いつもゼイゼイ言いながらレポートを出すも最低評価。恐ろしくてゼミに行くのもいやになってましたが卒論を書かなければならなくなりました。

しかしテーマが見つからず、いつまでたっても先生にしぼられる。若かった自分はついに泣いてしまってそこで言われたことです。



今でもあの言葉を忘れない。あの文章修練が現在すごく役に立っています。



で、何が言いたかったかというと、

「作品と人間は関係ないのではないか」ということ。

小説を読み解くときに「作者の生い立ち」「恋愛」を探ったりすることがあります。
文豪の金使いが荒くて文芸仲間に借りまくっていたなんてのはホントによくあることなんですが、
でも作品はすごいわけで。

あと、文芸評論でよくあったのが「家族関係」「マザコン」‥

いちいちプライバシーをつっつくのは女性週刊誌と同じ。


だから自分は「テキスト解釈」の論文のみを信じています。家族背景が同じでも「書く人」と「違う仕事をする人」がいますから。

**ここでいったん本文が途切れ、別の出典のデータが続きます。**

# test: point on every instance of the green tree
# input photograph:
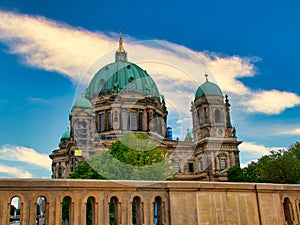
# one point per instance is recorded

だから自分は、漫画家や歌手やバンドの単位では好きになりません。


一つの作品が好きでも次の作品はよくないかもしれない。

音楽なんかはかなり差が激しくて、だからアルバムなんか簡単に買えません。ライブは楽しいけどグッズは買えない。

「売れてなかった時のがよかった」なんて戯言も、考え方によっては有り得ると思います。
最近はバンドが売れてくると何故か知らないがバラードを歌い出すから‥
ロックやってるんだからロックが聴きたいんですよ。
あと、芸人にアドリブ求めないで下さい。


一方で、どんな人であろうと良い作品は良いと思い続けたい。
その瞬間瞬間にできた作品であり、その前その後の作者とは違いますから。

(別れ話を持ち出したとき「あの時お前は愛してると言ったじゃないか」と怒り出す人が切ないのと同じ)


日刊スポーツで今年あるグループのCDが売れたという記事がありました。

彼らが何故売れるのか、それは「彼等のスタイル」に惚れ込むからだそうですが‥だから彼らの好きなブランドを買い、同じ本を読んで同じ生活をする…

一つの価値観、一つの生活スタイルに縛られていてはなにもできないし、新しい出会いもない。「このグループならハズレがない」と寄り掛かって、もし本当にダメな作品だったとしても「許す」ことになってしまいます。

それでいいならいいのですが、それは「その人」が好きなだけで、才能は無視してることになります。

その人が好きで作品も最高なら文句はないのですが…



卒業のとき、先生に言われました。

「あの時はどうなるかと思ったが本当によくやった。お前が一番心配だった。おめでとう」


自分も、自分と論文を意識的にごっちゃにしなくなったことを先生に感謝しています。